One of the biggest challenges that humans face is alleviating climate change. Currently, a team of scientists at Worcester Polytechnic Institute (WPI) has created a totally new material that is an economical, high-impact sustainable solution to address one of the biggest contributors to climate change — concrete.
According to Statisa, global cement production between 1995 and 2020 increased from 1.39 billion to 4.1 billion tons, making it the second most extensively used material on Earth next to water. As concrete is ubiquitous and has high carbon dioxide (CO2) emissions, an alternative is required.
Humanity needs to come up with an alternative to concrete.
Nima Rahbar, Associate Professor of Civil, Environmental, and Architectural Engineering, Worcester Polytechnic Institute
As reported in the journal Matter, the study at WPI has resulted in the creation of a self-healing Enzymatic Construction Material (ECM), which the research team illustrates as a “living material” that “provides a pathway to repair or even replace [traditional] concrete in the future.”
Biological enzymes are catalysts that stimulate chemical reactions. The material uses an enzyme, called carbonic anhydrase that is present in all living cells.
Carbonic anhydrase efficiently reacts with CO2, and “has the unique ability to rapidly remove the greenhouse gas from the atmosphere. This property has allowed us to formulate a carbon-negative material that we hope may ultimately replace concrete,” explains Richard Whitcomb Professor of Chemistry and Biochemistry Suzanne Scarlata.
ECM is produced through a process involving an enzyme reaction that develops calcium carbonate crystals, which serve as the main ingredient of the material. Sand slurry is also incorporated into the material, as well as a polymer, which keeps the material together during its primary stages, just like scaffolding does during the construction of a building.
The material is also capable of healing itself if cracks form from wear and tear over time, or from other damage, preserving its strength through nearly six self-healing cycles.
This study is the result of an interdisciplinary collaboration between Rahbar, Scarlata, and Ph.D. student Shuai Wang. The team earlier developed a new type of self-healing concrete.
The unique negative emission construction material goes a step further, substituting concrete to form a totally new substance that is, in part, developed from CO2: CO2 enters into the material during its creation, and the material also absorbs CO2 during the self-healing process.
In fact, the team came up with a calculation that reveals “one cubic yard of ECM stores 18 pounds of CO2, while one cubic yard of concrete emits 400 pounds of CO2,” says Rahbar.
Through wide-ranging testing and experimentation, the researchers learned that the material has what they define as “outstanding” compression strength, surpassing traditional mortar, making it adequately robust to be employed in the construction of buildings or bridges as compressive elements.

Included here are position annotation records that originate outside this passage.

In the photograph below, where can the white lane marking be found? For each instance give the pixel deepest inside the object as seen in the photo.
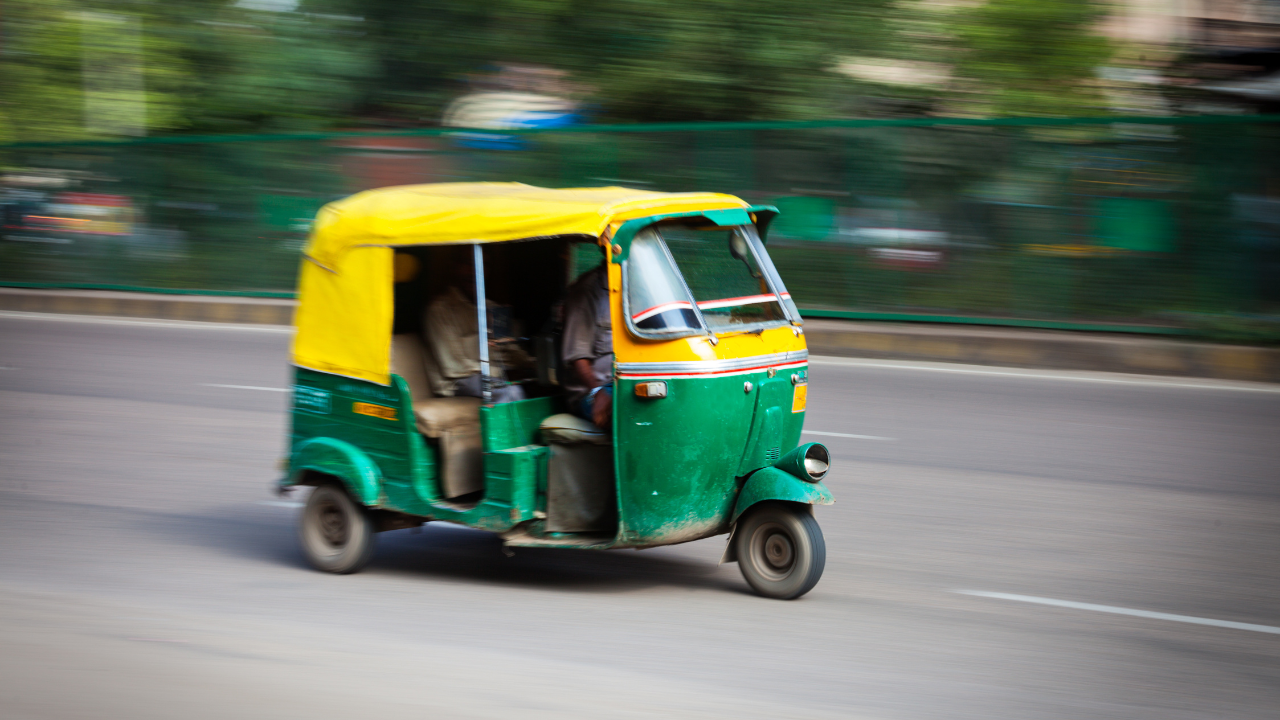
(248, 387)
(1124, 611)
(842, 434)
(142, 322)
(1070, 376)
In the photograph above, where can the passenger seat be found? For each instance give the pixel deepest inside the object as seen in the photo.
(453, 420)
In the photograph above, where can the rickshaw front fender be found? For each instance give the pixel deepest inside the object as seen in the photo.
(773, 483)
(342, 460)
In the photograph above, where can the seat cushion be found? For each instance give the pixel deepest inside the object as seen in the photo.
(437, 415)
(571, 429)
(407, 355)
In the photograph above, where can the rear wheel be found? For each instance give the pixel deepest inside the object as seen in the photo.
(336, 533)
(780, 548)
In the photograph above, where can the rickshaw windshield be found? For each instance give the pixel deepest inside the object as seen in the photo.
(730, 276)
(657, 299)
(676, 273)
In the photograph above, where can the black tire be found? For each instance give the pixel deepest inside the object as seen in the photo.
(336, 533)
(780, 548)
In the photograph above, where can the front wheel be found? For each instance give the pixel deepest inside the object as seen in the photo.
(336, 533)
(780, 550)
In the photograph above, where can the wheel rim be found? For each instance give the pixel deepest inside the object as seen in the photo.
(333, 524)
(329, 527)
(775, 548)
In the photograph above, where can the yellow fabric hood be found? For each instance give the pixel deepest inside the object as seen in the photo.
(344, 286)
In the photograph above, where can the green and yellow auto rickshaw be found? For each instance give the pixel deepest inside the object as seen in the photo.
(709, 378)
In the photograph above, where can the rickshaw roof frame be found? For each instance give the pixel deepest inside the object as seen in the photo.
(763, 215)
(471, 213)
(346, 305)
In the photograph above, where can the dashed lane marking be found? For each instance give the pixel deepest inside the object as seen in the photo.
(1068, 376)
(142, 322)
(248, 387)
(1124, 611)
(842, 434)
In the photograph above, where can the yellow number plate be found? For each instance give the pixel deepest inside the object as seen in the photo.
(374, 410)
(799, 399)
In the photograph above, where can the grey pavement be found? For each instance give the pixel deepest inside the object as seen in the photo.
(146, 570)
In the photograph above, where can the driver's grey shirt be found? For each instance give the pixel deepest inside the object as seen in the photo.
(588, 332)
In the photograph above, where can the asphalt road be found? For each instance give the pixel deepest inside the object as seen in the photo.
(146, 570)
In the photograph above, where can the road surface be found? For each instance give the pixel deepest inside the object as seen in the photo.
(1123, 536)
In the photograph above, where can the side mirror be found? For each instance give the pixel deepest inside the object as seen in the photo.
(737, 249)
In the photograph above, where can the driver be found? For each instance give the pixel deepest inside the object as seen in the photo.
(586, 347)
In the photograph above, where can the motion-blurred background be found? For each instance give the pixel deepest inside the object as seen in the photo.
(1104, 165)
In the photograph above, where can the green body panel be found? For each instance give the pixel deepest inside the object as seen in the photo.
(728, 217)
(772, 431)
(680, 458)
(773, 483)
(339, 459)
(402, 464)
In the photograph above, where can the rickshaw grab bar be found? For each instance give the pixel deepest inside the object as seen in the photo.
(725, 218)
(735, 365)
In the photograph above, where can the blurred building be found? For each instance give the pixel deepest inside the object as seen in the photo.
(1225, 54)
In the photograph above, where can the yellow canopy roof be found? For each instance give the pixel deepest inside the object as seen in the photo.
(487, 212)
(344, 294)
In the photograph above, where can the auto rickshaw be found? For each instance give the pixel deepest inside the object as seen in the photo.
(709, 379)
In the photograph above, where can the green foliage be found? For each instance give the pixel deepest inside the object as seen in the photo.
(208, 67)
(1031, 57)
(641, 60)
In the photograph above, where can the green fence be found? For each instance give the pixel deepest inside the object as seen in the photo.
(1152, 223)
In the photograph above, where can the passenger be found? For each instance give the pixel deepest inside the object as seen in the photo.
(452, 338)
(586, 347)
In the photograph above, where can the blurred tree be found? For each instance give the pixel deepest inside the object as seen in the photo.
(647, 59)
(1031, 57)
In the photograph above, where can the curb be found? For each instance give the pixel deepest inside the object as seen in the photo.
(1057, 350)
(246, 310)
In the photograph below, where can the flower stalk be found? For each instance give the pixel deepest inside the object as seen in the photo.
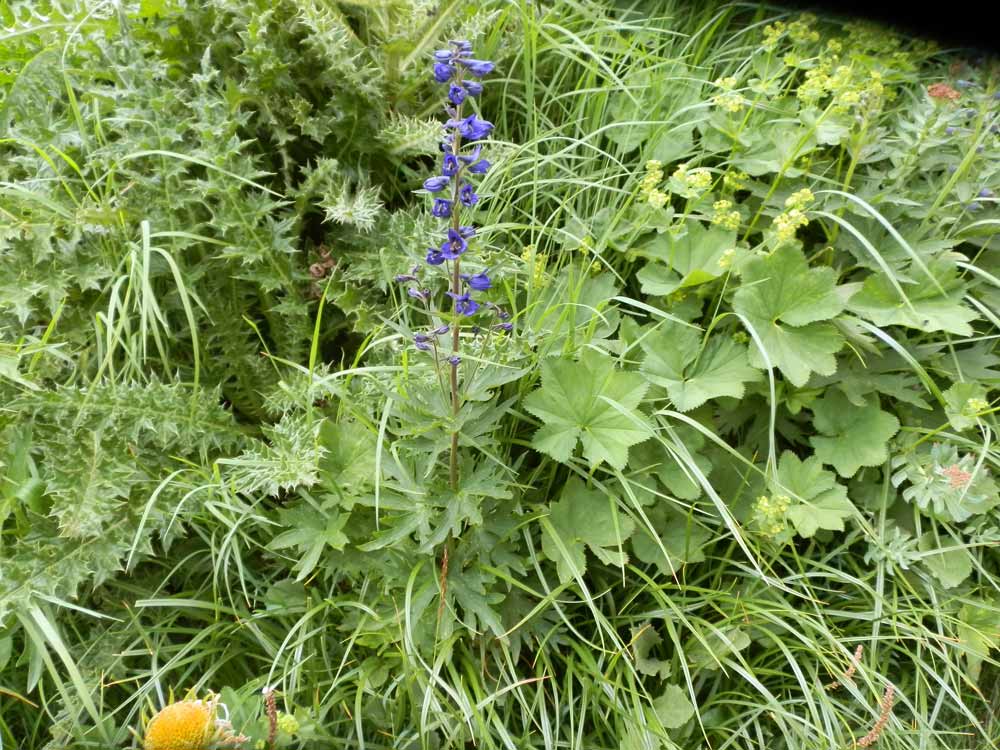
(457, 68)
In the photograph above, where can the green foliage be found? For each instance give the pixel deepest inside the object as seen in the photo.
(588, 402)
(745, 421)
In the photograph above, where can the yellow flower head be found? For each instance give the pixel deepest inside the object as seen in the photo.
(190, 724)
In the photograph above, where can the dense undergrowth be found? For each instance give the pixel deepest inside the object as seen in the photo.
(742, 427)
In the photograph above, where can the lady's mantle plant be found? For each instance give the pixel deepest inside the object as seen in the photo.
(455, 193)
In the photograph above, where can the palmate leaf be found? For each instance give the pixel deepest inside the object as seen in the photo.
(591, 403)
(686, 260)
(785, 302)
(816, 500)
(644, 640)
(852, 436)
(691, 374)
(927, 307)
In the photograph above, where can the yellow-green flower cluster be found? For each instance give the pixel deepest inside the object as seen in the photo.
(647, 188)
(788, 223)
(770, 514)
(691, 182)
(728, 99)
(725, 216)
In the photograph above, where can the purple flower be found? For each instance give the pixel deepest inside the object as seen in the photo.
(467, 196)
(436, 184)
(443, 72)
(456, 94)
(464, 304)
(478, 68)
(442, 208)
(472, 156)
(454, 246)
(471, 128)
(480, 282)
(480, 167)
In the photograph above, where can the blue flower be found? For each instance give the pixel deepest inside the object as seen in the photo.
(480, 282)
(472, 155)
(456, 94)
(471, 128)
(436, 184)
(443, 72)
(442, 208)
(467, 196)
(464, 304)
(454, 246)
(478, 68)
(480, 167)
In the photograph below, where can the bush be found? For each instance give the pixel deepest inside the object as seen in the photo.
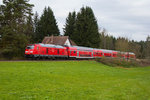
(118, 62)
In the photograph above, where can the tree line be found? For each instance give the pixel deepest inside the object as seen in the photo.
(19, 26)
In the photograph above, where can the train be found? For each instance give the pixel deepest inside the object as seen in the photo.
(41, 50)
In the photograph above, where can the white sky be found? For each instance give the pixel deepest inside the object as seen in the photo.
(127, 18)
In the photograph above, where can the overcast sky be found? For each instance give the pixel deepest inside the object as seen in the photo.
(127, 18)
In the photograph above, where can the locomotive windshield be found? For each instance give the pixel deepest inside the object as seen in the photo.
(30, 47)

In contrast to traditional brick, it also does not necessitate baking at high temperatures, and it can be manufactured quickly, unlike the 28 days required to cure concrete. ECM can also be manufactured economically as the percentage of the enzymes is very small.
While ECM may not be seen at a construction site straight away, it may not be long before that takes place. The researchers plan to move the material out of the lab in the near future, first by improving the properties of ECM by “optimizing the catalytic efficiency of enzymes, the property of scaffolds, and the mechanics of crystal structure,” and then by beginning to commercialize the product.
Wang, S., et al. (2022) A self-healing enzymatic construction material. Matter. doi.org/10.1016/j.matt.2021.12.020.